Deployments break. Your site goes down at 2 AM. Users see generic errors while you scramble to rollback manually. Here's how I built a deployment system that heals itself automatically.
The Problem
Traditional deployments can fail quietly. Code deploys, then breaks production hours later. Users land on bare Nginx error pages. You manually SSH in to fix it. There's a better way.
The Solution
1. Branded Error Pages
Dual-layer error handling: - Django templates when Django works - Static Nginx fallbacks when Django crashes - Always branded, never generic
2. Health Checks with Timeouts
Four checks after each deployment: - HTTP Response (30s max): Site responding? - Gunicorn Service (10s): App server running? - Django Check (20s): Configuration valid? - Static Files (30s): Assets loading?

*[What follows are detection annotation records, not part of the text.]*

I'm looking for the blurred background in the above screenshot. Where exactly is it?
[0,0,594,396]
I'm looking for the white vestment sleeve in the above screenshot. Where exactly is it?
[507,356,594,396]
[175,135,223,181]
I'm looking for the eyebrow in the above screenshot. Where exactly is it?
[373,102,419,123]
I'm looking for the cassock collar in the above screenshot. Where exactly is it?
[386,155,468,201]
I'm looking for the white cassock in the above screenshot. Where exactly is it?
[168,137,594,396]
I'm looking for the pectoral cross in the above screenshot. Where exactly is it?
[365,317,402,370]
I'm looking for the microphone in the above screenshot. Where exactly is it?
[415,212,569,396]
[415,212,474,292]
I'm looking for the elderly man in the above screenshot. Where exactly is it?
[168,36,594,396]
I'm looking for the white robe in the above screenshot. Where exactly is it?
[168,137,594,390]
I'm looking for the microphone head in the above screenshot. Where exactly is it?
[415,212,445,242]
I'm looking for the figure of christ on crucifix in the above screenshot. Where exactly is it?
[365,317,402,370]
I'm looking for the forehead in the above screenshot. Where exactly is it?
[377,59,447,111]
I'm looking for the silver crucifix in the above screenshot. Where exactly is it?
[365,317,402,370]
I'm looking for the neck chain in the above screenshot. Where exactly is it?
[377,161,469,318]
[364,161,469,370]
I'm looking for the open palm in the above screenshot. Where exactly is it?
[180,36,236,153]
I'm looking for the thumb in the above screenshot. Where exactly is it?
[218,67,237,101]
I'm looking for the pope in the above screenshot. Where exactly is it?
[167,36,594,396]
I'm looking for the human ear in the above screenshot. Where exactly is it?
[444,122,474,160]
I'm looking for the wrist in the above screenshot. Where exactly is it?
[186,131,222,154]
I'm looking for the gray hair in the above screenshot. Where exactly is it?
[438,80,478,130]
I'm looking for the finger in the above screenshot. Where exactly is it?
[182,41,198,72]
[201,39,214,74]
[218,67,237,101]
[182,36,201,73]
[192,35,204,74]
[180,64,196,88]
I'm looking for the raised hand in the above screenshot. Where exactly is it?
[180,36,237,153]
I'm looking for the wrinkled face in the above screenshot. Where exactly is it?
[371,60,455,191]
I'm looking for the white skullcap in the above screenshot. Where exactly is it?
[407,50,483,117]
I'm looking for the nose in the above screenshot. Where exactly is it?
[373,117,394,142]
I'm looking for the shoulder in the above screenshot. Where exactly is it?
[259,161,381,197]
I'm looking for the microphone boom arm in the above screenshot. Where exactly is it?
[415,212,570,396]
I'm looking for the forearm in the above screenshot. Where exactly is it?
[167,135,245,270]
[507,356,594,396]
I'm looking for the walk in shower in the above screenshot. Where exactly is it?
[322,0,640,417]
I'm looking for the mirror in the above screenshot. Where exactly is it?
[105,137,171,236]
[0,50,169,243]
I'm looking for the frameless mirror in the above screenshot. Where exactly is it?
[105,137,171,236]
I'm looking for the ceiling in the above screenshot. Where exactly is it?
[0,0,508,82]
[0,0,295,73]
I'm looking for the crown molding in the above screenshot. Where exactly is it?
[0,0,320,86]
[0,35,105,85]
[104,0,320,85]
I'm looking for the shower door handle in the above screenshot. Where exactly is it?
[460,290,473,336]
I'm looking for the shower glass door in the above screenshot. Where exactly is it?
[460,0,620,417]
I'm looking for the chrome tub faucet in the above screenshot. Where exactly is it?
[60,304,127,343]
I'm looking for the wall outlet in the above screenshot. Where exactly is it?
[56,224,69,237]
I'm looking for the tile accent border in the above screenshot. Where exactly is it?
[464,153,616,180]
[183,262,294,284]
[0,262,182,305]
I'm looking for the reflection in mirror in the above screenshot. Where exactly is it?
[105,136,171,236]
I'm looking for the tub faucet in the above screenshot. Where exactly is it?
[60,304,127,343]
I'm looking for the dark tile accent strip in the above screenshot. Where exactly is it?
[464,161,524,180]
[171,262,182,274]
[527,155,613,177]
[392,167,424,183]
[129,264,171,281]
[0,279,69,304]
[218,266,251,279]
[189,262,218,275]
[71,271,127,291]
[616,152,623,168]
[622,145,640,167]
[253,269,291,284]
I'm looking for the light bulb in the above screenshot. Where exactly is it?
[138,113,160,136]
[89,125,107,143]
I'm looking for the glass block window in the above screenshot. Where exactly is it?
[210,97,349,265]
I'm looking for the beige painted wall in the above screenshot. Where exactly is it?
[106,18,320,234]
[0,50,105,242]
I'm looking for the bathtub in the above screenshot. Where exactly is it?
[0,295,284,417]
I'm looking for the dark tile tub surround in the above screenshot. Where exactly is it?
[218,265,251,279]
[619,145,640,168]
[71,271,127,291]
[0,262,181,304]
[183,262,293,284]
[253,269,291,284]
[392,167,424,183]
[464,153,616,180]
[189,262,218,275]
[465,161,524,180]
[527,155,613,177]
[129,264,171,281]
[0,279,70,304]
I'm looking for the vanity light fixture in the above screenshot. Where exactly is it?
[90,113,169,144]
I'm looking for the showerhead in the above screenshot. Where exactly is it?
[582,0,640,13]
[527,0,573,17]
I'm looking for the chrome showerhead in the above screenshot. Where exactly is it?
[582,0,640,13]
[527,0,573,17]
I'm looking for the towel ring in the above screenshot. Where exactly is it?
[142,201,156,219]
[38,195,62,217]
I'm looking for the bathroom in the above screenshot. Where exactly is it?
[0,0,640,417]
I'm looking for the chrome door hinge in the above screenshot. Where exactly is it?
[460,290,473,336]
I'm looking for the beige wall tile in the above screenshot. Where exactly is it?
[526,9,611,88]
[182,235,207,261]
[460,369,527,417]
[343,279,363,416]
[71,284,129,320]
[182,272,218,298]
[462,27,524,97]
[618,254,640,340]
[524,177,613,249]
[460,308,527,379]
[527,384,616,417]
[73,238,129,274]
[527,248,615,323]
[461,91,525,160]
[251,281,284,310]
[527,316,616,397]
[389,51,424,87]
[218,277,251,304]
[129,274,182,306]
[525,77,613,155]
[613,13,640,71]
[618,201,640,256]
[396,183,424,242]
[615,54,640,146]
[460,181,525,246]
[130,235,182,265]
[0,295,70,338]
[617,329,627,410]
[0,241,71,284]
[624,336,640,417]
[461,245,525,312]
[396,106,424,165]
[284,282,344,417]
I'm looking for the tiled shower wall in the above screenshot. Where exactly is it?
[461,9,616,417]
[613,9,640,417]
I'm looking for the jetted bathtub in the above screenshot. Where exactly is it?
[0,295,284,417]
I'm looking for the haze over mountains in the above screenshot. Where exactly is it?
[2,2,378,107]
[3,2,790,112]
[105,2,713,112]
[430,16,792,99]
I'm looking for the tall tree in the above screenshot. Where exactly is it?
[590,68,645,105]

Timeouts prevent hanging. Fail fast, rollback immediately.
3. Last-Known-Good Rollback
The clever part: we don't rollback to the previous commit, we rollback to the last working commit.
Every successful deployment saves the commit SHA. On failure, restore that exact version. Two broken commits in a row? Still safe.
Visual: The Deployment Flow
Impact
Before: 5-10 minute manual rollbacks. Users saw errors.
After: 30-second automatic rollback. Branded error pages during recovery.
The Code
# GitHub Actions workflow
- name: Health Check
run: |
curl --max-time 30 https://site.com
timeout 10 systemctl is-active gunicorn
timeout 20 python manage.py check
- name: Rollback
if: failure()
run: |
GOOD=$(cat .last_good_commit)
git reset --hard $GOOD
systemctl restart gunicorn
Key Lessons
Fail fast: Timeout hung services immediately.
Track working statepost: Not just HEAD~1, but last verified working commit.
Brand errors: Users see your brand even during failures.
Test rollbacks: Your rollback is production code too.
Built with Django, GitHub Actions, and defensive programming. Deployments should heal themselves.